Comment on McMillan and Durette, page 956
Patients with ITP who relapse after splenectomy or who do not benefit at all from a splenectomy are “bad actors”—they can be most challenging to treat.
Hematologists dealing with immune thrombocytopenic purpura (ITP) patients owe a great debt of gratitude to our Scripps colleague, Dr Robert McMillan. His professional career has been preoccupied with this illness. He wrote a seminal review article on ITP in the early 1980s.1 For me, it was a privilege to witness his involvement in the promulgation of the American Society of Hematology ITP guideline.2 During those meetings, Dr McMillan would focus on what we did not know about ITP, without having the benefitofa large number of randomized controlled trials. We were forced to come up with a rating system for how we would deal with ITP diagnostic and therapeutic challenges. After the ITP guideline, Dr McMillan assumed responsibility for organizing a group of hematologists interested in ITP. There have been several innovative spin-offs and collaborations from these interactions, which precede the annual ASH meeting.FIG1
Now, McMillan and Durette give us a treatise on the natural history of postsplenectomy refractory ITP. Admittedly, it is data derived from a prospective study of antiplatelet antibodies, but it is a rich, multiyear follow-up. For patients who fail to develop a remission after splenectomy, if watched long enough, the majority (75 of 105) eventually attain a stable complete or partial remission. It may take more than 4 years, but they get there. However, 17.6% of failures to splenectomy experience recurrent bleeding, hospitalizations, and death.
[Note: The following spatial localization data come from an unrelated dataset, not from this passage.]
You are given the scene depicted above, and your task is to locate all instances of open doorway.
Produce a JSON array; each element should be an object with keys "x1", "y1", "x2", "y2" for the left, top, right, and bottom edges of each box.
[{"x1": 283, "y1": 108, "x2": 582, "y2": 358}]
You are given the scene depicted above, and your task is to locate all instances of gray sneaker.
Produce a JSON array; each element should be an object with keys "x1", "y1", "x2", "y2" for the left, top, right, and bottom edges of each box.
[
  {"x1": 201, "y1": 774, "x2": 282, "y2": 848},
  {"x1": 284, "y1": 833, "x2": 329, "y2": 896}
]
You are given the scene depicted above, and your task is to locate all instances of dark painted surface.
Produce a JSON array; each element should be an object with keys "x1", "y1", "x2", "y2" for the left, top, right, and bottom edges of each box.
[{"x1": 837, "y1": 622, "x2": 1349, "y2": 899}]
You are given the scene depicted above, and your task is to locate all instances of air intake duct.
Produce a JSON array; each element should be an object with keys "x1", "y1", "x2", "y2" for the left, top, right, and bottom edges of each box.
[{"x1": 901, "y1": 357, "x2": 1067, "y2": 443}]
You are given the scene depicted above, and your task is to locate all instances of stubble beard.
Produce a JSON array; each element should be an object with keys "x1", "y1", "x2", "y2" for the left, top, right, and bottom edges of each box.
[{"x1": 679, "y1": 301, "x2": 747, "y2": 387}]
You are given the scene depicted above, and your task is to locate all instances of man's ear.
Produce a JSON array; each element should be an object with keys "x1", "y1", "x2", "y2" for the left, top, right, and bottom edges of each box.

Dr McMillan arbitrarily separates his patients into 4 groups, based on intensity of treatment. Research in ITP would benefit from a standardized staging system, as in oncology, with the TNM classifications (tumor size, node status, and metastases). Comparing this Scripps series with other population-based studies3 is difficult because of the tertiary center referral bias as well as the fact that there are differences between groups of ITP patients. This arbitrary grouping of McMillan's might be a start toward staging. However, as stated, groups of ITP patients are heterogeneous. Two patients with 5 × 109/L platelets can have dramatically different clinical behaviors. One might be developing deep venous thromboses and the other, intracranial hemorrhage. We are so fixed on the platelet count that we may be missing other, more important biologic markers of risk for bleeding. We have to be able to determine which of our splenectomy failures is destined to have an unfavorable outcome. We need to develop better techniques to predict bleeding risk, so as to avoid overtreatment (with its attendant toxicities) for those severely thrombocytopenic patients who are not bleeding. Newer agents may hold promise for those 17.6% of splenectomy failures in the McMillan series.